Le troisième disque nous entraîne dans l’univers du lied, avec une prédominance de Loewe et de Wolf. Là encore, Prey convainc par ses qualités de diseur, servies par une voix particulièrement ductile et homogène, une prononciation irréprochable, et une intelligence du mot dont on constatera avec plaisir qu’elle n’était pas, en ces années, le monopole de DFD. Les ballades de Loewe (dont Prey s’était fait une sorte de spécialité), conviennent tout particulièrement à cette voix foncièrement saine. On admirera la science avec laquelle Hermann Prey parvient à varier les climats, et on vérifiera au passage qu’il sait exceller ailleurs que dans le registre de l’optimisme béat : que l’on écoute « Die verfallene Mühle » de Loewe ou « Heimweh » de Wolf, poignants de nostalgie et de douleur rentrée : c’est admirable.

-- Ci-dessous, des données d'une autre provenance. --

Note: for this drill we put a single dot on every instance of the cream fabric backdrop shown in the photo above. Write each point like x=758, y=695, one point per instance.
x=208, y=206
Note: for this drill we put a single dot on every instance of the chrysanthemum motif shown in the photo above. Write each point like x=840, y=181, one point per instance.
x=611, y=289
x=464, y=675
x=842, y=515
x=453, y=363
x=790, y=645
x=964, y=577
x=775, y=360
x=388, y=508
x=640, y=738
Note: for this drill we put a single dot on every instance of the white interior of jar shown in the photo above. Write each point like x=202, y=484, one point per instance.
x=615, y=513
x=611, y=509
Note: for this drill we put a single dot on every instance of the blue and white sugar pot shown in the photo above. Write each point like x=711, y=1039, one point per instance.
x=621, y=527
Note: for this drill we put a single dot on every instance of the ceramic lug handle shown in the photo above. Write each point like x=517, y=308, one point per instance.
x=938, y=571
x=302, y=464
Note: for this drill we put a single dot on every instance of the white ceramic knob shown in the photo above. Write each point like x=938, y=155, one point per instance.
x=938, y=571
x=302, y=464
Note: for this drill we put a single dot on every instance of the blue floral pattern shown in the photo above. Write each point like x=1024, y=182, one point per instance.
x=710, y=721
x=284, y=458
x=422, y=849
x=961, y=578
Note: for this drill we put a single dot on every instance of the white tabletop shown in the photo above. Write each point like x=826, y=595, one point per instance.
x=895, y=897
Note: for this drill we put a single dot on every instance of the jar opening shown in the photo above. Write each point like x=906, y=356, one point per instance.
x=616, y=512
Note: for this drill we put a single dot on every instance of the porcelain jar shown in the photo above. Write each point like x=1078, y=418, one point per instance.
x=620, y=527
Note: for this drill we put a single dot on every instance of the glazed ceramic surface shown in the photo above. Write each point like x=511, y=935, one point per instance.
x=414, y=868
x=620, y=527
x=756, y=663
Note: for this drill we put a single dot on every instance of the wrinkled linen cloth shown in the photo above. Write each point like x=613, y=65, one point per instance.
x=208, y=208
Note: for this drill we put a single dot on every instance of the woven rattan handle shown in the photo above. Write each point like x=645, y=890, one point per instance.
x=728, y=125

Le quatrième disque, enfin, est consacré à l’opéra. Il permet d’entendre Hermann Prey à différents stades de sa carrière (les prises s’échelonnent entre 1955 et 1986) dans quelques-uns des rôles qu’il a marqués de son empreinte. Au pinacle, on placera évidemment son Papageno, irrésistible de bonhomie, en regrettant de n’en avoir qu’un air (« Ein Mädchen oder Weibchen »), mais aussi son Figaro du Barbier de Séville, superbe à défaut d’être parfaitement idiomatique (notamment du fait de l’allemand). Deux absolus coups de cœur dans ce disque : l’air de Fritz (« Mein Sehnen, mein Wähnen »), extrait de La Ville morte de Korngold, irréel à force de splendeur, et un surprenant et superbe duo « Solenne in quest’ora » de La Force du Destin, chanté (en italien, hosannah !) avec l’Alvaro très en situation de Francisco Araiza. Ces presque 5 minutes nous font regretter que Prey n’ait pas enregistré davantage de Verdi (à commencer par l’intégralité du rôle de Carlo) et laissent entrevoir un Macbeth, un Posa un Renato ou un Luna qui auraient pu… Regrets éternels. Plus prosaïquement, on regrettera de ne pas trouver sur ce disque de témoignage de son Figaro mozartien, ni de duo avec son éternel complice Fritz Wunderlich – un attelage de voix comme on n’en trouve que deux ou trois par générations (le minutage du disque l’aurait permis, et on aurait volontiers échangé le duo de Don Giovanni avec la Zerline pointue et aigrelette d’Erika Köth contre le fameux duo des Pêcheurs de perles ou celui de Don Carlo…)
S’il n’apporte rien de nouveau à la connaissance d’Hermann Prey, ce coffret permet, sur plus de 4 heures et demi de musique, de se faire une idée relativement fidèle de ses qualités, à commencer par sa profonde générosité: c’est déjà beaucoup, et suffit à en recommander chaleureusement l’achat.